One of the most contentious issues in HIV prevention trials has been the question of who is responsible for the care of people who become infected during the trial, and whether they are entitled to compensation. Two presentations at the Microbicides 2010 Conference investigated what actually happened to women who seroconverted during the two trials of the candidate microbicide PRO 2000.
Sharon Riddler of the University of Pittsburgh analysed what happened to women who had seroconverted (become HIV positive) during the HPTN 035 study , the smaller of the two trials.
There were 3087 women in this trial, of whom 139 (4.5%) seroconverted. One hundred of them are currently in an ongoing prospective cohort called MTN 015, which will analyse the care received by seroconverters not just in the HPTN 035 trial but also the CAPRISA and VOICE trials of tenofovir microbicides and pre-exposure prophylaxis.
The median age of the women was 27 at the time of enrolment into the cohort. Women joined the cohort, on average, 18 months after seroconversion, because it took time to set up the cohort: enrolment for women who seroconvert in CAPRISA and VOICE should be much faster. The average follow-up time so far is ten months.
There have been twelve AIDS-defining evens in ten participants, four of them severe. So far there has been one known death possibly related to HIV, of a woman who died of TB 22 months after seroconversion.
At the time of enrolment the median CD4 count of women not on treatment was 405 cells/mm3, and their average viral load 8000 copies/ml; the average CD4 count in women on treatment was 560 cells/mm3 and their viral load 400 copies/ml. Fifteen women not on antiretrovirals had a CD4 count under 250.
Only 50 women had ever registered for clinical care, and only 30 were taking antiretrovirals as treatment; 23 were taking d4T/3TC/nevirapine, which is still the cheapest and most frequently prescribed regimen in the four southern African countries in which the trial took place (there was also a site in Philadelphia in the USA).
Nine women had also taken antiretrovirals purely in order to prevent mother-to-child HIV transmission; in all but one case this consisted of AZT monotherapy (single-dose nevirapine was not counted as therapy).
The most striking finding from the study was that 40% of the women taking treatment stopped treatment altogether during the follow-up period, even though the average time between enrolment and taking treatment was only 13 months. Although side effects were mentioned, there was no detailed analysis of why women ceased therapy.
“Despite participation in a previous microbicide trial, many women were not accessing care for HIV infection,” Sharon Riddler commented.
Another study by Sharika Gappoo of the South African Medical Research Council looked at treatment rates amongst women who seroconverted at the Durban sites of the other PRO 2000 study, MDP 301.
Out of 2391 enrolled in the trial at Durban, 165 women (7%) seroconverted. Referral systems had been set up with local HIV clinics in advance of the trial. Sixty-one (37%) of the women, however, couldn’t be traced and were lost to follow-up. Of the remainder, three-quarters (47% of all seroconverters) eventually accessed care although, comment the researchers, “it took several counselling sessions and a lot of encouragement before they attended local clinics”.

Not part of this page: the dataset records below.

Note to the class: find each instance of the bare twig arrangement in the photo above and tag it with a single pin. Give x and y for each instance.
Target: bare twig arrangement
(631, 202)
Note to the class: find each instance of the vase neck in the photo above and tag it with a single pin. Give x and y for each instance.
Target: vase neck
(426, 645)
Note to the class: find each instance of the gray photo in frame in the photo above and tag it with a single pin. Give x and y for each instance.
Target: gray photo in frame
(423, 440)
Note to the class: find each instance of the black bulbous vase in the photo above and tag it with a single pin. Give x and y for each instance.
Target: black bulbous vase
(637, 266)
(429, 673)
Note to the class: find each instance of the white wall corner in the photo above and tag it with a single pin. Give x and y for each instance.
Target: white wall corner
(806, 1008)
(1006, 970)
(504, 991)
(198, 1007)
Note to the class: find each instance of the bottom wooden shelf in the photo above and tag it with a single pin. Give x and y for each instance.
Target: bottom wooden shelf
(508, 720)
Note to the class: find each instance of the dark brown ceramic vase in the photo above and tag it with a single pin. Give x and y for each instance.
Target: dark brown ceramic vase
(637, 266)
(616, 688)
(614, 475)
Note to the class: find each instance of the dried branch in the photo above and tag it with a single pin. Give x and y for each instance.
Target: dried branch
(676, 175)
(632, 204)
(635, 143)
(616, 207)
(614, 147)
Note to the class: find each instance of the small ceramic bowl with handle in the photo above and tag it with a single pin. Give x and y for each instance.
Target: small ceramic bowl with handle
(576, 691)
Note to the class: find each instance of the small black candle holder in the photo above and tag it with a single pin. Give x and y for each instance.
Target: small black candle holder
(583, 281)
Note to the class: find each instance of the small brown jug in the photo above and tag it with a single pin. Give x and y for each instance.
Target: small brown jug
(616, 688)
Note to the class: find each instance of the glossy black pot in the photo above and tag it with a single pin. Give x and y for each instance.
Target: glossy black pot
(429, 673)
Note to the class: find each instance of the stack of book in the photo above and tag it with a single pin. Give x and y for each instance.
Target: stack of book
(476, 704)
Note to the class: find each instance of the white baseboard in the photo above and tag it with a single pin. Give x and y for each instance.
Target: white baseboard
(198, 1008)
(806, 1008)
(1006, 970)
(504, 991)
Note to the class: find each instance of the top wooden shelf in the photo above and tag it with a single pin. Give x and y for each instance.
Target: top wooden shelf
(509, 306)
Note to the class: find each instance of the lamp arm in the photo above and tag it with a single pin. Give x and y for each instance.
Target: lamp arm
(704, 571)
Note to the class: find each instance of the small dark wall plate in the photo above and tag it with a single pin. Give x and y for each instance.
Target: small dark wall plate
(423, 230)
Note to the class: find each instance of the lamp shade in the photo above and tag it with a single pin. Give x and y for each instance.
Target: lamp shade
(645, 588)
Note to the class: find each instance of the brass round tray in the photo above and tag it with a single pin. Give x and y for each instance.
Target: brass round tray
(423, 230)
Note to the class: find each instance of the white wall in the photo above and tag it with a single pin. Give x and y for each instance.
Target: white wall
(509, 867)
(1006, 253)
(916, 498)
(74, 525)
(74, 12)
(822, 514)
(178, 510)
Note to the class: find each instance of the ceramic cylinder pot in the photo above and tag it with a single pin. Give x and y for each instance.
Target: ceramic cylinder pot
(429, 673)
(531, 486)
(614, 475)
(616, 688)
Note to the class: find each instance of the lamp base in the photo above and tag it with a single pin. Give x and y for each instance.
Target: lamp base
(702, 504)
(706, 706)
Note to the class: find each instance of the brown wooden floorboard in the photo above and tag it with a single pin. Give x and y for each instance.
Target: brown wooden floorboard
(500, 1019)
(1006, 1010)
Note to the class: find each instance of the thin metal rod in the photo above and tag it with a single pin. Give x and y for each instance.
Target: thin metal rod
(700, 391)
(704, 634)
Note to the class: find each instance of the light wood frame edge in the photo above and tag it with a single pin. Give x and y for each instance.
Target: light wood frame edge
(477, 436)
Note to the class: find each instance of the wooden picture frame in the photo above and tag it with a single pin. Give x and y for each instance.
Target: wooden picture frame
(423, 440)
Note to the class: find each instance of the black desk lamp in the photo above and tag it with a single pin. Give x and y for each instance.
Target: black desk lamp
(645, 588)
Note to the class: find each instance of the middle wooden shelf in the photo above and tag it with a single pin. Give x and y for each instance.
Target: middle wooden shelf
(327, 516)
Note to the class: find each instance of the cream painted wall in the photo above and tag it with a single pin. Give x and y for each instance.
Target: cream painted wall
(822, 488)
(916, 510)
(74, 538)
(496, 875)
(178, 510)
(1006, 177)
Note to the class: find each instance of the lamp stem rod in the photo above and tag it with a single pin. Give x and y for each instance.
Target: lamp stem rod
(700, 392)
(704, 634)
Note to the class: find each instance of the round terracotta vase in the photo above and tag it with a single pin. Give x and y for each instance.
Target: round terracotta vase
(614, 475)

Eleven other women joined others in being referred to SPARTAC (Short Pulse Anti Retroviral Therapy at HIV Seroconversion), a clinical trial to see if giving people three months or a year of therapy as soon as possible after infection enables them to delay taking long-term therapy.
Sixteen women who kept in touch with the researchers refused to access care. “Many did not take up referrals due to denial, stigma or other commitments (work, caring for children, etc.)” say the researchers.
Reasons quoted by the women included fear of disclosure to family, friends or people they knew who worked at the clinics; denial of their HIV status; concerns about drug side effects; economic considerations (having to work, the cost of travel to the clinic), preferring traditional medicine; and feeling well and not thinking it necessary to access care.
Pointing out that future microbicide trials will be of ARV-based formulations and have potential for resistance, the researchers say that future trials will need “a more stringent mechanism…to monitor and evaluate various factors that impede participants accessing HIV-related care”.
Riddler S et al. Long-term follow up of HIV seroconverters in microbicide trials – MTN 015. Microbicides 2010 Conference, Pittsburgh. Abstract 50. 2010.
Gappoo S et al. Uptake of care among seroconverters – implications for VOICE or future HIV prevention trials. Microbicides 2010 Conference, Pittsburgh. Abstract 472. 2010.